Historically the Left and ethnic-nationalists struggled together against the unitary state. Today, the Left — particularly in Punjab — must make clear its commitment to a new social contract in which all nations within the state of Pakistan are considered equal and given rights and resources accordingly.
Religious militancy is growing, yes. It is instilling hatred and violence and negating all that progressive forces want to see realised in Pakistan. However, I believe it is essential for the Left to move beyond the liberal refrain about the Islamists constituting an existential threat to the Pakistani state. Islamism has established roots in parts of Pakistani society largely because of its historic patronage by the military establishment. Today it sustains these roots because of continued support by the state, the presence of western troops in the region, and the end of imagination that afflicts society.
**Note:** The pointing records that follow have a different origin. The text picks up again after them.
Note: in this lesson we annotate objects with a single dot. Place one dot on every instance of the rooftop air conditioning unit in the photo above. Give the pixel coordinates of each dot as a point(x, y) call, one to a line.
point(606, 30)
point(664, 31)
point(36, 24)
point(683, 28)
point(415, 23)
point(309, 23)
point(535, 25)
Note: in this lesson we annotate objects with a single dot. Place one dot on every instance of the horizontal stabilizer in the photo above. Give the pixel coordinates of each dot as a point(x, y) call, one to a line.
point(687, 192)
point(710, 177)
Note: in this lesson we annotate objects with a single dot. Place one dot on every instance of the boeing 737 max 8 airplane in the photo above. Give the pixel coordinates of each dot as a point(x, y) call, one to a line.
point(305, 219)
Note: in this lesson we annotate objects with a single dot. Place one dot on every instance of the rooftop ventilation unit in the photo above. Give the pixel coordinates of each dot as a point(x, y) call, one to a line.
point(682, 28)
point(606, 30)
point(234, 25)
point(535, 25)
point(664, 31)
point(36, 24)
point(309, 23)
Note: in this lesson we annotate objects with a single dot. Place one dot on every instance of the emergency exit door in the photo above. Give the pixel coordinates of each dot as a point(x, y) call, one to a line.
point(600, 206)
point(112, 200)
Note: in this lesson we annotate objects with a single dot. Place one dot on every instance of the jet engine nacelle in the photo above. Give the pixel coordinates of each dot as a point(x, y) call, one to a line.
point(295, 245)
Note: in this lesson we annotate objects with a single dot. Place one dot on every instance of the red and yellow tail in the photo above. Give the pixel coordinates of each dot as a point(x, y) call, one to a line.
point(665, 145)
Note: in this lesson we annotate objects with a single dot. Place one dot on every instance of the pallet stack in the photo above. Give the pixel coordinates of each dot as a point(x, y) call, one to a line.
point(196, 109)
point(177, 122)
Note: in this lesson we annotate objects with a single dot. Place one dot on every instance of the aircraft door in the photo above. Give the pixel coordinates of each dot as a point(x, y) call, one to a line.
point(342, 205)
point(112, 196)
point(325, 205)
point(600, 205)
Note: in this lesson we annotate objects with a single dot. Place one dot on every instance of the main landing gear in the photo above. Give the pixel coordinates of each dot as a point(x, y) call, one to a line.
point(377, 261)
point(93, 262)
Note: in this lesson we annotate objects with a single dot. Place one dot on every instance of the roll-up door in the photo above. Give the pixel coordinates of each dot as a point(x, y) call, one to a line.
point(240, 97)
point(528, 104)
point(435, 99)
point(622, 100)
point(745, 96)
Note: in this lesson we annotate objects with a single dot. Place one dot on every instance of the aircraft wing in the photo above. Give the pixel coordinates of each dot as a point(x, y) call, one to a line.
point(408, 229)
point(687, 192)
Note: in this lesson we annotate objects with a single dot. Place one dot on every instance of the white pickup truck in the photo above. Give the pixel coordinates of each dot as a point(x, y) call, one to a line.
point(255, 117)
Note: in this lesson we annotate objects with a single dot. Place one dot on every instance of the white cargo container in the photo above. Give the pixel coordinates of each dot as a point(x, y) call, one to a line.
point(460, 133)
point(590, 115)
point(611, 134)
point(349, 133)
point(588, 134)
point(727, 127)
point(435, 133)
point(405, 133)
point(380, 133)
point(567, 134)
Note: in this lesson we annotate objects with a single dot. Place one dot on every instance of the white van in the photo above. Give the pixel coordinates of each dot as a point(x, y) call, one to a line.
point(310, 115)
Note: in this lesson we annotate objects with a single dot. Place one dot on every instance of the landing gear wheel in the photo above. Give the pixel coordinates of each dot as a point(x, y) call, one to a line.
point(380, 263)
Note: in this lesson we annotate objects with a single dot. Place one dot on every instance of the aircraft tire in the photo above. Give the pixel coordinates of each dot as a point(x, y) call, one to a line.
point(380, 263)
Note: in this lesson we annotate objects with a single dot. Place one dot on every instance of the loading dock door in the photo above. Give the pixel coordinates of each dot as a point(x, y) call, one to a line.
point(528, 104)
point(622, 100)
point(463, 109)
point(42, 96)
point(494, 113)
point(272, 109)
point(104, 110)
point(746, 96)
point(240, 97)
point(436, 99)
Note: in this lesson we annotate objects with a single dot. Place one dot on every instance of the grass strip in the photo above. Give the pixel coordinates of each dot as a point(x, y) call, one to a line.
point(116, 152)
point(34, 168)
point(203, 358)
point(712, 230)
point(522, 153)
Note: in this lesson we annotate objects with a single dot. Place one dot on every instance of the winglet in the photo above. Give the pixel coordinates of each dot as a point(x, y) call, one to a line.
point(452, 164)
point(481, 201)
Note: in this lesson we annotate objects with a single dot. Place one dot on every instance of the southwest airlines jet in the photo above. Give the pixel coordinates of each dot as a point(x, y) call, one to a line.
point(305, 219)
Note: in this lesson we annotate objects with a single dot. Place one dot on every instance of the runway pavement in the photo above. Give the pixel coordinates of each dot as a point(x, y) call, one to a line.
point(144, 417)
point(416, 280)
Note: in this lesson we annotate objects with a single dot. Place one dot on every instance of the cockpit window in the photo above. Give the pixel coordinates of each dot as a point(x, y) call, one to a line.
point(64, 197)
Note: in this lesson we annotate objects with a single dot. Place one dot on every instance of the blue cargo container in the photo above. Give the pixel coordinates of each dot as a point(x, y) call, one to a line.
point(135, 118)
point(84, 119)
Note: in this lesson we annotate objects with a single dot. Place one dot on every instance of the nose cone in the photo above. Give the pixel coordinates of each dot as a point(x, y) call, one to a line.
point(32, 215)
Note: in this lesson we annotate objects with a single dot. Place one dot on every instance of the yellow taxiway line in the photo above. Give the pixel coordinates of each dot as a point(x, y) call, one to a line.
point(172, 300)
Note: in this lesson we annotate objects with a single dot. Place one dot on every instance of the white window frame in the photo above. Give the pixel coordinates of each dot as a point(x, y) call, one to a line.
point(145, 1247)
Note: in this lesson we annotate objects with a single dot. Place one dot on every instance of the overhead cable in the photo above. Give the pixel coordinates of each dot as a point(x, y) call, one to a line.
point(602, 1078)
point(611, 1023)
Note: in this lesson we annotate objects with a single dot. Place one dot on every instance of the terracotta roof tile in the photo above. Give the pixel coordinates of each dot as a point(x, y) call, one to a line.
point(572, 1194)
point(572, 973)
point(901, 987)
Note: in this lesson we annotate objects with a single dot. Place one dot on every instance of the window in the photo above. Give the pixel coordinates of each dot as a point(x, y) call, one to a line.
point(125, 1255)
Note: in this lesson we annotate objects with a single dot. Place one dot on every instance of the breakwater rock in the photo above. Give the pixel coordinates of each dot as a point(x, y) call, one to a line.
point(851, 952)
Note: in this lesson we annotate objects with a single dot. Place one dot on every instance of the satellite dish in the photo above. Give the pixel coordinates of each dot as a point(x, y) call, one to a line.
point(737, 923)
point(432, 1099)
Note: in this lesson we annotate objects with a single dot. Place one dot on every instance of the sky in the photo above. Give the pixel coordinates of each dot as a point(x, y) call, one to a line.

Military operations against people who have been alienated from the social and political mainstream will not reduce the appeal of radical Islamist ideology. We must focus on causes rather than react to symptoms: the ‘real enemy’, as Mr Siddiqi put it, is not religious militancy, rather, it is the militaristic state and its Islam-centric ideology, the nastiest but perfectly logical manifestation of which is the Taliban. The ‘New Left’ in Pakistan will do well to create consensus amongst progressive forces on these most basic of issues. However, the clear differences between Mr Siddiqi’s point of view and the one propounded here indicate that such a consensus might be difficult.
Those who, in Mr Siddiqi’s words, are not sure how they “feel about the word ‘Left’”, are unlikely to support a strongly anti-imperialist, anti-neoliberal programme. Unfortunately though, meaningful change is only possible if we travel this difficult path. There are no shortcuts.